Gary LaPaille, longtime chief of staff to House Speaker Michael J. Madigan and chairman of the Illinois Democratic party, says this "farm system" also provides benefits to the political parties: "The one thing that can put a party into a stall pattern is if you do not have the potential for advancement of people who are energetic and ambitious."

Still, as energetic and ambitious as the politicians may be, "Most voters go into the polls with a very modest knowledge of the candidates running for the less visible posts," said James D. Nowlan, political science professor at Knox College (and 1972 GOP lieutenant governor candidate). "It takes much more work than many of us politicos think to pierce the consciousness of most Illinoisans." Witness the 1986 primary victories over slated Democrats Aurelia Pucinski and George Sangmeister of Janice Hart and Mark Fairchild — two acolytes of Lyndon LaRouche.
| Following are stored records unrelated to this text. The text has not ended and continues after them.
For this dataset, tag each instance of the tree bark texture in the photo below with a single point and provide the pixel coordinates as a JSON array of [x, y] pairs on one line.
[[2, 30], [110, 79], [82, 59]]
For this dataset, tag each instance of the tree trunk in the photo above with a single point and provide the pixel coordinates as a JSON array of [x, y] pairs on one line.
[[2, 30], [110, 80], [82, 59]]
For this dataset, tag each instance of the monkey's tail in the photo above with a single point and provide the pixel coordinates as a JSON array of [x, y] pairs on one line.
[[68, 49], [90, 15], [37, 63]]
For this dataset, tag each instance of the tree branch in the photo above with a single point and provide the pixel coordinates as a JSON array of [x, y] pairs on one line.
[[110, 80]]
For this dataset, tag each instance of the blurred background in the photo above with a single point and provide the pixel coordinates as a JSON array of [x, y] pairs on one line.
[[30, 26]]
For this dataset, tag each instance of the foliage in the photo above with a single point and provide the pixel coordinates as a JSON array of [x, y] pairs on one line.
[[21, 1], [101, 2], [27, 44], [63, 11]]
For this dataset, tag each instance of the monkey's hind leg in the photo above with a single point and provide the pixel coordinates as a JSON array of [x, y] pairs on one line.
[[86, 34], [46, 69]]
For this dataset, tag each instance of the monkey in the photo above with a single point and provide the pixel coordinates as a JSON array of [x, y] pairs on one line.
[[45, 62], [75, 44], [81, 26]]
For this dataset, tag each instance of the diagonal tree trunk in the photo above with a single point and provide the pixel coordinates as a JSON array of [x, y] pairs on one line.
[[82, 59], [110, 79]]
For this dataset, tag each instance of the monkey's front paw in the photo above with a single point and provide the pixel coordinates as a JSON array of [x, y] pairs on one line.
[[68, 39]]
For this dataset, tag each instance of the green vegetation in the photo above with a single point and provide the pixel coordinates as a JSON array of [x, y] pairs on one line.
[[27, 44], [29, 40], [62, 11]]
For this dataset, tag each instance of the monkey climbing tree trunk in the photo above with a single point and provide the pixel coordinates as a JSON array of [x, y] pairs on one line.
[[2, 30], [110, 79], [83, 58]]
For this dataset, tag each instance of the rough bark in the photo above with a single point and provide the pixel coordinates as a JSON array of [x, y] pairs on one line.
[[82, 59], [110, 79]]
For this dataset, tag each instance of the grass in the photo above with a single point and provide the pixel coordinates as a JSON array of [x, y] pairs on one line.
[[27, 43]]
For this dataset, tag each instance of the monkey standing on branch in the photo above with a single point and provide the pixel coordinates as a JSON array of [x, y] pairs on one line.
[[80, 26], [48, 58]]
One way to help catch voters' attention is for candidates seeking even ministerial posts to thoughtfully use the bully pulpits the campaigns give them — not to hide behind, but to attempt to educate the citizenry on broader issues. Democrat Pat Quinn, for example, has announced an ambitious legislative agenda that he says addresses serious problems and which bears at least some connection to the treasurer's office he seeks. The ideas themselves may be good or bad, but they are ideas and so they contribute to a more intelligent campaign. In a year in which every elected executive (except Thompson) is running for another executive office, this sort of substantive debate should clearly be the rule, not the exception. If we are going to defy the founders and elect six executives, we should at least base our vote on something more concrete than the sound of a name.

Harvey Berkman covers state government in Springfield for Lee Enterprises.